Dice una pintada en el barrio de La Pastora que #AguanteNico, y dice un gran cartel con la cara del comandante Chávez junto a la autopista que es tiempo de lealtad. El señor Carlos dice que está deseando que llegue turismo a Venezuela y charlar con los visitantes mientras los lleva en su carro de un sitio a otro. Algunos dicen que ir a Guarenas es turismo de aventura, pero en el centro comercial El Trapichito todo el mundo es familia. No muy lejos, una comerciante dice que todo sigue igual y que le cuesta sacar rentabilidad a sus tiendas. Una madre le compra una camiseta y dice que no puede gastar 40 dólares en pañales al mes si el sueldo medio es de 100 dólares. Dice Toto que el país no se arregló y que nadie de fuera les pregunte cómo se paga allí, que ellos tampoco lo saben.
Caracas no es quizás (todavía) el destino de moda; pero viajar allí de la mano del grupo Çantamarta, que forman dos productores andaluces y un cantante colombovenezolano que migró hace siete años a España y no había vuelto hasta esta aventura, ha sido mi bendición del año y un privilegio más que sumar al saco. Tocaron su primer concierto fuera de España en la Universidad Simón Bolívar de Caracas y se encontraron con que el mensaje en una botella que lanzaron con su música había sido encontrado al otro lado del océano, donde entienden a la perfección a qué le canta cuando canta Luislo. El resto todavía lo estamos aprendiendo.
Hay algo arrecho en ver en Caracas una ciudad que vive después de muerta. Siempre hay un después. Sin colas para un kilo de harina, también (casi) sin jóvenes. Queda una escena de los que se quedaron que sistematiza con maestría Ali Morales: cantantes, peluqueros, periodistas, diseñadores, grafiteros, influencers, raperos, cómicos, emperrados en dignificar su identidad y hacer de ella el punto de partida para llegar a lo más alto. Se tratan entre ellos y se apoyan, saben que están en una travesía improbable pero compartida. Su existencia son cimientos de esperanza a algo mejor por venir.
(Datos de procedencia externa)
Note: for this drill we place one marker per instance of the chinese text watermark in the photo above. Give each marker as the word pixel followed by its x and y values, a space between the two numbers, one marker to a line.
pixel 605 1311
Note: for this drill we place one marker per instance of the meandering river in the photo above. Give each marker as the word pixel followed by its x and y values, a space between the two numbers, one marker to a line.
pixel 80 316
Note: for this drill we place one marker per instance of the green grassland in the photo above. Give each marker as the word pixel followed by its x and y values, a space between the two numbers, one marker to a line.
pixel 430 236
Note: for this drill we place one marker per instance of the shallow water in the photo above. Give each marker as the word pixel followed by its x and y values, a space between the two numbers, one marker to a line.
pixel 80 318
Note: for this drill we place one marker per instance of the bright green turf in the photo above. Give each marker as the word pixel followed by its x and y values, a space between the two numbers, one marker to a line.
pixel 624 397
Yo he escuchado varias veces decir a los mayores de mi barrio que antes todos se conocían y se ponían motes familiares, pero no conozco a nadie de mi generación que los mantenga. En Caracas no pasé más que unos días, abrumado y escuchando más que hablando, pero fue tiempo suficiente para que me llamaran El Flaco. Allí yo también comprendí un poco más a qué le compone Luislo y tuve que elegir entre grabar o deshacerme en lágrimas mientras escuchaba a miles de caraqueños cantar aquello de que a dónde van los malandros cuando lloran.
Sentí que allí había una misión que ejecutar y una comunidad que abrazar; y que si solo usábamos nuestros prejuicios, si les proyectábamos nuestras rencillas políticas internas, no entendíamos nada de un país impresionante. Es útil darle la vuelta y ver qué puede traer uno aprendido de allá a su propio hogar para —como se prometió Antonio Banderas camino a Madrid en el tren Costa del Sol, mientras veía a sus padres hacerse cada vez más pequeños— nunca, nunca volver a casa con las manos vacías.
En mi caso, solo pienso en lo bien que quedaría un bar bohemio y enraizado en el territorio como La Casita Azul ("La casita de lxs artistas. La cerveza más fría de Caracas") a pie de playa en El Palo.